Rusya Zeus’un tahtına göz dikti

Rusya, Ay, Venüs ve Jüpiter’e araç göndermek için yeni bir roket geliştirecek.

Rusya, 2030’a kadar Ay, Venüs ve Jüpiter’e uzay araçları göndermek için yeni bir roket geliştirmek ve krizdeki uzay sektörünü modernize etmek istiyor.

Rusya Zeus'un tahtına göz dikti

Rusya Zeus'un tahtına göz dikti

Kommersant gazetesinin belirttiğine göre, hırslı bir strateji geliştiren Rus uzay kurumu Roskosmos, başka gezegenleri keşfetmekten vazgeçmedi ve Ay’ın insanlı uçuşlarla Dünya’ya toprak numunesi getirilmesi dahil incelenmesi, özellikle Venüs ve Jüpiter’in keşfi için bir dizi proje yürütülmesini öngörüyor.
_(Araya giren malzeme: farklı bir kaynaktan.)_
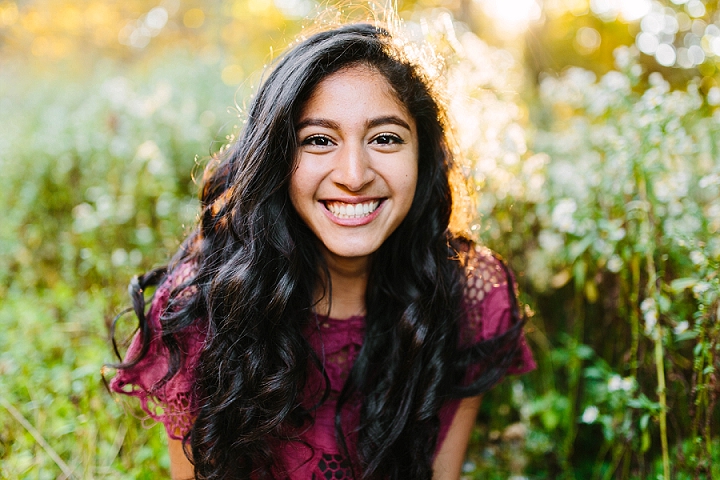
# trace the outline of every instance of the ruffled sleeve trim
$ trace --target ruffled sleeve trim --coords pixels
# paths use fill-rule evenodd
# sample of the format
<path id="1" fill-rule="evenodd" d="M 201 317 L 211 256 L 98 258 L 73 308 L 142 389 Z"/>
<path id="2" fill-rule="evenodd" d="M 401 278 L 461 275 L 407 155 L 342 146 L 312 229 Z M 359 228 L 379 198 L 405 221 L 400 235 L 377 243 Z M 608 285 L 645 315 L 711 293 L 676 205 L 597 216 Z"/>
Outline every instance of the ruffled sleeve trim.
<path id="1" fill-rule="evenodd" d="M 471 347 L 502 335 L 519 321 L 513 316 L 515 281 L 512 275 L 507 273 L 501 261 L 491 250 L 480 246 L 471 247 L 465 255 L 467 281 L 461 306 L 463 314 L 459 332 L 461 348 Z M 519 375 L 537 368 L 524 334 L 521 333 L 518 342 L 517 353 L 507 374 Z M 482 372 L 481 364 L 470 365 L 462 384 L 470 385 Z M 440 410 L 441 427 L 436 454 L 445 440 L 459 404 L 460 400 L 451 400 Z"/>
<path id="2" fill-rule="evenodd" d="M 468 253 L 465 273 L 467 282 L 460 324 L 461 347 L 502 335 L 519 321 L 513 315 L 515 279 L 491 250 L 475 246 Z M 520 335 L 518 342 L 517 354 L 508 374 L 522 374 L 536 368 L 524 334 Z M 469 370 L 467 383 L 476 378 L 480 368 Z"/>
<path id="3" fill-rule="evenodd" d="M 110 381 L 112 391 L 137 397 L 149 417 L 163 423 L 168 436 L 174 439 L 182 439 L 190 431 L 197 413 L 194 370 L 205 342 L 207 326 L 205 321 L 198 320 L 177 335 L 180 368 L 164 382 L 169 367 L 169 353 L 162 341 L 160 317 L 168 308 L 173 289 L 182 285 L 193 273 L 192 266 L 180 265 L 160 284 L 147 313 L 151 336 L 147 354 L 137 364 L 120 368 Z M 190 289 L 186 289 L 178 296 L 192 294 Z M 142 338 L 140 332 L 137 332 L 127 350 L 125 361 L 135 359 L 141 349 Z"/>

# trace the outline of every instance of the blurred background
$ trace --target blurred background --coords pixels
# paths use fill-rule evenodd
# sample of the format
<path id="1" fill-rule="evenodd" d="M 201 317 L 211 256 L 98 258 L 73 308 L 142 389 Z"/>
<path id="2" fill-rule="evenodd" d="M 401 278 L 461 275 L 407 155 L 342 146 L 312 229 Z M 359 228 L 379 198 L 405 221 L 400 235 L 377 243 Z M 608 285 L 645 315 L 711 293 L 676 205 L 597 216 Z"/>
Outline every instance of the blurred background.
<path id="1" fill-rule="evenodd" d="M 108 325 L 264 67 L 380 10 L 343 5 L 0 0 L 1 478 L 168 476 L 162 427 L 104 387 Z M 718 3 L 396 7 L 446 62 L 473 234 L 539 363 L 485 396 L 465 478 L 720 478 Z"/>

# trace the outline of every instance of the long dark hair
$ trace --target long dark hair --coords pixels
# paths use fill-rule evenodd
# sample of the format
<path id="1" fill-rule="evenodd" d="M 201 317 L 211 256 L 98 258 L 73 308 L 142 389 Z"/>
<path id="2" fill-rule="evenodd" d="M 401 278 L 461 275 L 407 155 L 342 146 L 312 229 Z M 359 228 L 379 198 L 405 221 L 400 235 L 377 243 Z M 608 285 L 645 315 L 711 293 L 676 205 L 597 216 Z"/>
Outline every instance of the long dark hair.
<path id="1" fill-rule="evenodd" d="M 469 243 L 448 228 L 452 155 L 431 82 L 382 28 L 355 24 L 317 33 L 280 59 L 238 141 L 206 170 L 199 225 L 169 266 L 190 263 L 195 274 L 174 290 L 161 317 L 170 352 L 165 380 L 182 366 L 176 335 L 197 318 L 208 320 L 195 372 L 199 413 L 186 438 L 196 478 L 271 478 L 274 448 L 312 419 L 298 399 L 308 369 L 323 367 L 302 332 L 314 318 L 315 287 L 329 275 L 288 196 L 295 123 L 323 78 L 354 65 L 387 79 L 415 120 L 419 140 L 415 198 L 373 254 L 365 341 L 338 399 L 337 436 L 360 466 L 355 475 L 431 478 L 442 403 L 488 389 L 513 357 L 508 346 L 516 343 L 520 322 L 501 338 L 458 349 Z M 136 292 L 158 278 L 155 272 L 141 277 Z M 192 295 L 181 294 L 188 291 Z M 142 296 L 134 300 L 147 346 Z M 478 359 L 493 361 L 473 385 L 459 387 L 467 365 Z M 357 445 L 350 449 L 340 418 L 353 398 L 362 399 L 362 407 Z"/>

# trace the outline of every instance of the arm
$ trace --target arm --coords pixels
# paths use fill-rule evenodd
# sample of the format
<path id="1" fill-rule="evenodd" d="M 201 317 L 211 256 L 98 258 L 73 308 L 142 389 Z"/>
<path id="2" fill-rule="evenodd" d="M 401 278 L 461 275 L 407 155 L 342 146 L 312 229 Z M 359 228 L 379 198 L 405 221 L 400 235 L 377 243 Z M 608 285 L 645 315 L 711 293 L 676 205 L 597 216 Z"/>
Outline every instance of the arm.
<path id="1" fill-rule="evenodd" d="M 168 438 L 170 452 L 170 474 L 172 480 L 190 480 L 195 478 L 195 468 L 185 456 L 182 440 Z"/>
<path id="2" fill-rule="evenodd" d="M 460 401 L 455 417 L 450 424 L 445 441 L 433 463 L 433 480 L 457 480 L 460 478 L 465 450 L 470 432 L 475 425 L 482 395 L 464 398 Z"/>

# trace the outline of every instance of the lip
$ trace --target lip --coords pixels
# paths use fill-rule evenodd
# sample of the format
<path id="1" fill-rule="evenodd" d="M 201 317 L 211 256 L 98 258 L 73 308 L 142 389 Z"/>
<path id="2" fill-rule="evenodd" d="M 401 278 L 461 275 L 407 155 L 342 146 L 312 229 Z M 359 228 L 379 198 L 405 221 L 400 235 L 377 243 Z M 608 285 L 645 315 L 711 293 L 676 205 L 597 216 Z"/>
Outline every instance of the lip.
<path id="1" fill-rule="evenodd" d="M 360 227 L 363 225 L 367 225 L 368 223 L 372 222 L 377 218 L 378 215 L 380 215 L 380 212 L 383 210 L 385 206 L 385 201 L 387 198 L 378 198 L 378 197 L 353 197 L 353 198 L 333 198 L 333 199 L 324 199 L 320 201 L 320 204 L 322 205 L 322 210 L 325 213 L 325 216 L 330 219 L 331 222 L 333 222 L 336 225 L 340 225 L 343 227 Z M 339 218 L 336 217 L 327 207 L 327 202 L 340 202 L 340 203 L 347 203 L 347 204 L 353 204 L 357 205 L 358 203 L 367 203 L 367 202 L 373 202 L 377 201 L 379 202 L 379 205 L 375 210 L 364 216 L 359 218 Z"/>

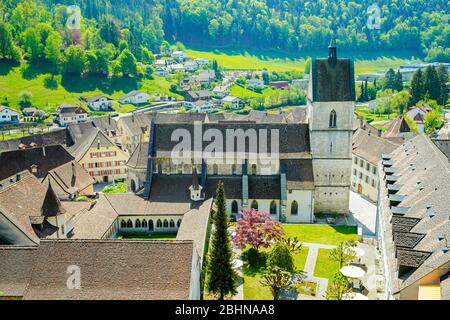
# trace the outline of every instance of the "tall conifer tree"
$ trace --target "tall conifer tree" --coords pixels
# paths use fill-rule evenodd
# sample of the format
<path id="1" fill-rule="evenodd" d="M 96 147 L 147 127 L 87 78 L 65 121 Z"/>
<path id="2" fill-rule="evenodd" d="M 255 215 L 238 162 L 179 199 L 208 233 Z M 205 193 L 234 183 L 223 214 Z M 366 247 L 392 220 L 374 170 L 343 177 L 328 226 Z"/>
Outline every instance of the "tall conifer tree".
<path id="1" fill-rule="evenodd" d="M 208 257 L 206 286 L 209 292 L 223 300 L 226 295 L 236 293 L 236 272 L 232 266 L 233 251 L 228 233 L 228 216 L 223 183 L 217 184 L 213 217 L 214 230 Z"/>

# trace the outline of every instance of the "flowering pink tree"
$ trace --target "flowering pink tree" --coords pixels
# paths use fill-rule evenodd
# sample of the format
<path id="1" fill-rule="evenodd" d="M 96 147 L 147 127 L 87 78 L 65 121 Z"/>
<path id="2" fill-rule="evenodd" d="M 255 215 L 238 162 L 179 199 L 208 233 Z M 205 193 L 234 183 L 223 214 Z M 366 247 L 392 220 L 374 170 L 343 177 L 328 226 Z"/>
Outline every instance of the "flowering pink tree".
<path id="1" fill-rule="evenodd" d="M 261 246 L 267 248 L 273 239 L 284 234 L 278 221 L 273 220 L 268 213 L 255 209 L 242 209 L 241 218 L 236 224 L 233 242 L 241 249 L 247 245 L 256 250 Z"/>

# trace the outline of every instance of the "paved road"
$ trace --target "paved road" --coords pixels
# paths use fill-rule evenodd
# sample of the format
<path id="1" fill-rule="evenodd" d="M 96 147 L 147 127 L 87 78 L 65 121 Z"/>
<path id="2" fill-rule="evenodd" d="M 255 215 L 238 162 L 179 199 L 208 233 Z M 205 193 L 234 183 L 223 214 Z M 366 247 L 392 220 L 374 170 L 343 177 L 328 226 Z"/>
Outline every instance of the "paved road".
<path id="1" fill-rule="evenodd" d="M 362 228 L 364 235 L 375 235 L 376 204 L 361 197 L 360 194 L 350 191 L 350 212 L 355 222 Z"/>

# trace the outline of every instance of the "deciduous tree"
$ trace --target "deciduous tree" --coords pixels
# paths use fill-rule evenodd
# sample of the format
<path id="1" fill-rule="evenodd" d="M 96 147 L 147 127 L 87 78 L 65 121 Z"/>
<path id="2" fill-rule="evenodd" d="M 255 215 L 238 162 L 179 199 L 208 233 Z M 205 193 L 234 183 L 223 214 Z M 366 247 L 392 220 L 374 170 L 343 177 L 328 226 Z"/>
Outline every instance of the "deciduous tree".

Hükümete geçen hafta iletilen bu belgeye göre, Roskosmos, 2030’dan önce Ay’a insanlı bir uçuş yapmayı, yüzeyine kozmonot indirdikten sonra bunları Dünya’ya getirmeyi istiyor.

Gazete, ayrıca Rus uzay kurumunun başka ülkelerle işbirliği yaparak Mars’a kalıcı bir bilimsel istasyon ağı yerleştirmeyi planladığını yazdı.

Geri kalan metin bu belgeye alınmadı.